When Simple Acts (Like Doing a Jigsaw Puzzle) Become a Way to Connect
Yes, this is a beautiful image.
It reminds me of our trip to Greece and looking at it, I think that maybe I’d rather be there.
But this is so much more.
I bought this puzzle a year ago, thinking that a puzzle would be a good distraction from all the disturbing and scary news outside our home. For a number of reasons, we never took it out of the box.
Last week, I decided to give it a go. I dumped out the pieces and got started. I got to work, and as I expected, soon had an observer. I quickly said I’d welcome help, and one of my adult children (the one who has loved these puzzles since childhood) sat down beside me. The picture began to take shape as the other two watched.
I complained about SO MANY shades of blue and soon Mom was the butt of jokes regarding the blues (I struggle to differentiate between black and dark blue). The observers were also quick to point out that pounding on pieces wouldn’t really make them fit.

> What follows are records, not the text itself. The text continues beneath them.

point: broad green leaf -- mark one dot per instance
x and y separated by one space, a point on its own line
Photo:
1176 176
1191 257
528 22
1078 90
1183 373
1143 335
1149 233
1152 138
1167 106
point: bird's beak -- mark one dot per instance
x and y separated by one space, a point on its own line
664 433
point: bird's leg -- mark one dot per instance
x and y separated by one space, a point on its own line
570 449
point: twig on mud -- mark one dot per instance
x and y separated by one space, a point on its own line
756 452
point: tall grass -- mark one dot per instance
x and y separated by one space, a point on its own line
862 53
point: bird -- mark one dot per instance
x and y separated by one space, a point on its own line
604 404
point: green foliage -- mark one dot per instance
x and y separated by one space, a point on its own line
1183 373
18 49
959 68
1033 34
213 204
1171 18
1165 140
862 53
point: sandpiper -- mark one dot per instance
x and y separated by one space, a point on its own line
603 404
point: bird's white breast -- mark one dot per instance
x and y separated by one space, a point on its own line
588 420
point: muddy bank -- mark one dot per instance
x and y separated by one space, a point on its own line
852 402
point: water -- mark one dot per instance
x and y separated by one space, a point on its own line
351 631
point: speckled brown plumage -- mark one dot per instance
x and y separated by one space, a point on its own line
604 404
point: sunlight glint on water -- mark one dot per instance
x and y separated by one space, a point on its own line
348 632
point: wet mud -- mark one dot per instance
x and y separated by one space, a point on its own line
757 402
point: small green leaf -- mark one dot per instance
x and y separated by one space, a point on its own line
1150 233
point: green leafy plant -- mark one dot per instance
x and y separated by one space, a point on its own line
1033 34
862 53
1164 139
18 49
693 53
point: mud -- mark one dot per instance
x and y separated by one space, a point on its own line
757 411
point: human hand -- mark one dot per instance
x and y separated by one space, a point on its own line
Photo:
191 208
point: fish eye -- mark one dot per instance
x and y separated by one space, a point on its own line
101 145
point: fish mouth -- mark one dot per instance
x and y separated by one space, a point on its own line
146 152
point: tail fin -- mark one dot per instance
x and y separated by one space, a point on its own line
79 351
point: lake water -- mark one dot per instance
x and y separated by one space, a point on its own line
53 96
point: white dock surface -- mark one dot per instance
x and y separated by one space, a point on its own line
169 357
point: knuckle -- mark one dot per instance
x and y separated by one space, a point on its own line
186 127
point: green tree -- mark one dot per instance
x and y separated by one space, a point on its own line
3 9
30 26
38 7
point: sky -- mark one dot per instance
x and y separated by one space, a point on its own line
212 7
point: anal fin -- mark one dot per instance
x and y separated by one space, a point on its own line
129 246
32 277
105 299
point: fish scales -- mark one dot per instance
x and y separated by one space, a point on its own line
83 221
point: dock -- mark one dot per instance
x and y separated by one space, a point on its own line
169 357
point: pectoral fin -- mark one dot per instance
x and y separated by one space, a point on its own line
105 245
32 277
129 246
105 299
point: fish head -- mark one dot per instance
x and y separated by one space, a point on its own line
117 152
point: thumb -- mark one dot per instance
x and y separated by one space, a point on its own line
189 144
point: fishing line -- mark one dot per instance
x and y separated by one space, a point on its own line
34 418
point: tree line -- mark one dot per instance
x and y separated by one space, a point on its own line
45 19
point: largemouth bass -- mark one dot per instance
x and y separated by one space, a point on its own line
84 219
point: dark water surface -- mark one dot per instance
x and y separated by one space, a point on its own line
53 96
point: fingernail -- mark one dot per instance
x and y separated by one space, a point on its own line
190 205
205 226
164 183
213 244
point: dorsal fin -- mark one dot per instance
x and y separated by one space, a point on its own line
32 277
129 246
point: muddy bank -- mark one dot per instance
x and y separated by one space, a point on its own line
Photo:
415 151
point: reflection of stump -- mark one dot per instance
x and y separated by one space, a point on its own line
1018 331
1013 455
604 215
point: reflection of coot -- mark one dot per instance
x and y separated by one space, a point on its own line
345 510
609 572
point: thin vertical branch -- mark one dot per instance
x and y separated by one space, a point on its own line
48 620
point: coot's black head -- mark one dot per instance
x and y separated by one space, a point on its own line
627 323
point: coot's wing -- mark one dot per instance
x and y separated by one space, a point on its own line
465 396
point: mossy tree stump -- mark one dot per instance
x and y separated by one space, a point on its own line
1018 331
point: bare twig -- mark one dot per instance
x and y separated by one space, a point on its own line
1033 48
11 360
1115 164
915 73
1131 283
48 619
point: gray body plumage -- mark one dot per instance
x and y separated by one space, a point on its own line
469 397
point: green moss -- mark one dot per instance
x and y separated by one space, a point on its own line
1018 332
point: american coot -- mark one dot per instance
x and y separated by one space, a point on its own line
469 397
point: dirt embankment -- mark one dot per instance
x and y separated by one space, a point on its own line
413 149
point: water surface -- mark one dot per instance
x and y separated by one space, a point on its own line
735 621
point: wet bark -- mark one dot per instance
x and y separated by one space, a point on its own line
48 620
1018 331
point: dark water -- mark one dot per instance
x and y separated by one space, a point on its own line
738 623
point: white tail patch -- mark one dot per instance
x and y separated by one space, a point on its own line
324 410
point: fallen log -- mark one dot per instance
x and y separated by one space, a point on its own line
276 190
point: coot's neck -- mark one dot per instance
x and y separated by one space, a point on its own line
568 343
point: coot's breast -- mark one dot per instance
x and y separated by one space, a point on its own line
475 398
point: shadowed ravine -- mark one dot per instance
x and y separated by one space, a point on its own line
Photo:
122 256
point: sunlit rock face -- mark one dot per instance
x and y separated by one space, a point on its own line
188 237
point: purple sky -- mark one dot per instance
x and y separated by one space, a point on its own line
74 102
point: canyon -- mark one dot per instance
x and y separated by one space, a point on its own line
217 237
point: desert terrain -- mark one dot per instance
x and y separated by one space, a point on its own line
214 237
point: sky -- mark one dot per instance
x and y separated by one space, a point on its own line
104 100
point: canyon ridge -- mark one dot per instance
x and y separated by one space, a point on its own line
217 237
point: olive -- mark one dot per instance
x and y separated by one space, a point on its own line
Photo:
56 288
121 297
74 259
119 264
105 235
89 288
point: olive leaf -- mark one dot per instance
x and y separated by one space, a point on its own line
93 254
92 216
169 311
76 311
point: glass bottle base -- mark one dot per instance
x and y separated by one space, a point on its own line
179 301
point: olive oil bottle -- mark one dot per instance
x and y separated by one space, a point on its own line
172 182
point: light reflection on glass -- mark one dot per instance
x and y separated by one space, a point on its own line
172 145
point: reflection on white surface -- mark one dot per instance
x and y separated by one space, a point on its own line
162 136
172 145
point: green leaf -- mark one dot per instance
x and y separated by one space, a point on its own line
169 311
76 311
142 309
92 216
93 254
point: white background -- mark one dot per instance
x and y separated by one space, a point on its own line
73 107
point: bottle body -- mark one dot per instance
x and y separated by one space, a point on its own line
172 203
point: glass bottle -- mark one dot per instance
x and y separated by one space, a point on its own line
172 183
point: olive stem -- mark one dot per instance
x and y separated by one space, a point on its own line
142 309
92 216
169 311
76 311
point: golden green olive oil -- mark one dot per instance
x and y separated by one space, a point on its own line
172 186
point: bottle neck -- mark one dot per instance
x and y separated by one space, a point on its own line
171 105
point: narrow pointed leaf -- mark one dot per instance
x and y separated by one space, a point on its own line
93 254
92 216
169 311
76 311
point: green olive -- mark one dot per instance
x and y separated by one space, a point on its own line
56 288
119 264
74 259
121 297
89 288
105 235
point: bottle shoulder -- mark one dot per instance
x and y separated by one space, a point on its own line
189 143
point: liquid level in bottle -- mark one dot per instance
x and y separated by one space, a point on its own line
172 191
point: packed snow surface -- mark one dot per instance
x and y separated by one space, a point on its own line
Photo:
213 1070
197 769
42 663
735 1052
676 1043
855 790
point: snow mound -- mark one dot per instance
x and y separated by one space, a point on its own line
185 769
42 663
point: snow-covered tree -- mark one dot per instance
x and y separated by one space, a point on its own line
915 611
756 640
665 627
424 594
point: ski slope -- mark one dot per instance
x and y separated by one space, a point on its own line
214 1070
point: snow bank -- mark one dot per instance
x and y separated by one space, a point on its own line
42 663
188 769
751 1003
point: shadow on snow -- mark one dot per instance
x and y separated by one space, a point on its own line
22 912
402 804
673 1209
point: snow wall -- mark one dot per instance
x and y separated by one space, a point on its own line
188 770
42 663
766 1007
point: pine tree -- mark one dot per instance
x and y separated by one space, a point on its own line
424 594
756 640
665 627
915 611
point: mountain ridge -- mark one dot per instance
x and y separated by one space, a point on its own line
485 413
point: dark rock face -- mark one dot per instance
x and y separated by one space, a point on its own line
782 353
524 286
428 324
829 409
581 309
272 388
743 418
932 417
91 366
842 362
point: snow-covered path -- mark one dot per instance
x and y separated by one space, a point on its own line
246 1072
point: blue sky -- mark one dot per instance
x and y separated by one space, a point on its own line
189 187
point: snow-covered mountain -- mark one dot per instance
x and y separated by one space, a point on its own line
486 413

We worked together for a couple hours, sometimes changing seats to get a new perspective, before turning in for the night. Over the next few nights, this was our after dinner activity (I sometimes snuck in a few minutes during the day; based on progress made, I suspect I wasn’t the only one.) Though I may have started alone, almost every night one of my kids joined me.
When I teased one, reminding him that he said he didn’t like puzzles, he replied that it wasn’t the puzzle – he was there for the company. Even my oldest, who has her own home, contributed one night when she stopped by (helping out with those impossible blues).
Many times over the week, I thought back to last summer when I spent days with my mom shortly after she began her cancer treatment, putting together a puzzle I had made for her from a family photo. This was quite an animated process as we identified family members’ clothing, hair and ears to determine where each piece went. We also switched seats periodically and teased each other as we tried to make pieces fit that obviously did not. This puzzle had a few shades of blue but TOO MANY shades of pink and orange (the original photo was taken on the beach at sunset). Within a few days, we completed the puzzle, sat back to appreciate our work, and took it all apart to complete again someday.
Somehow I keep forgetting how simple activities can be so memorable. As parents, we’ve all heard about the importance of spending quality time with our family. Too often, we try much too hard to force things, to create events that we expect will be meaningful. Many times these efforts fall flat. Though I repeatedly forget this fact, I have found that most of the time “quality time” comes when I least expect it, especially now that my kids are grown and live most of their lives beyond me.
Last night we finished the puzzle (well actually my daughter did). I’ll let it sit for a couple days before dismantling it and putting back in the box. Perhaps we’ll soon start a new one, or maybe we’ll find a new activity. It doesn’t really matter, as long as what we’re doing is done together.